Whether it was due to their experiences following the mutant-human wars or just a gradual change in philosophy, is currently unknown. We do know that during the Year-100 era there was already a movement heralding such a change. When humanity is finally approached by Phalanx’s representatives, humans had long ago begun to integrate machines into their very bodies and worship the synthetic as gods. Becoming one with the Phalanx was looked at as a kind of ascension to a higher state of consciousness.

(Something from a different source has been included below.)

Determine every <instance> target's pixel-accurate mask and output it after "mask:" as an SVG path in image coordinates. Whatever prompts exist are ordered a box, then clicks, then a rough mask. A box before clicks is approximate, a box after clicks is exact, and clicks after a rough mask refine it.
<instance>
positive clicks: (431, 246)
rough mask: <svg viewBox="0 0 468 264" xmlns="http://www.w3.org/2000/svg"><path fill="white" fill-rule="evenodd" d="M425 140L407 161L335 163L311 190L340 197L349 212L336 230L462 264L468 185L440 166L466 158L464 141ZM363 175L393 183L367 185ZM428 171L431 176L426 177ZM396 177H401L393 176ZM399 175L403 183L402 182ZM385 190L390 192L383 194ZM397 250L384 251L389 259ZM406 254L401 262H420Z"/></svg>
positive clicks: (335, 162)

As much as we’ve been spun around this Summer, Hickman has shown us how everything he’s written is all connected as disjointed as it appeared in the beginning. PoX#3 showed us that the Year 100 era was telling the story of the end of Moira’s 9th life. If I’m interpreting this correctly (emphasis on the ‘if’), then Year 1 is what leads to Year 10, obviously, but both of those are proceeded by the events of Year 100. It’s challenging sure, but this is some of the best writing the X-Men have seen in decades. Hang in there, True Believers. The rides not finished yet. Something tells me, whatever happened in Moira’s 6th life is going to be crucial to how this all turns out. Meet back here in a couple of weeks for part two of our discussion. I’m sure we’ll be suitably confused again by then.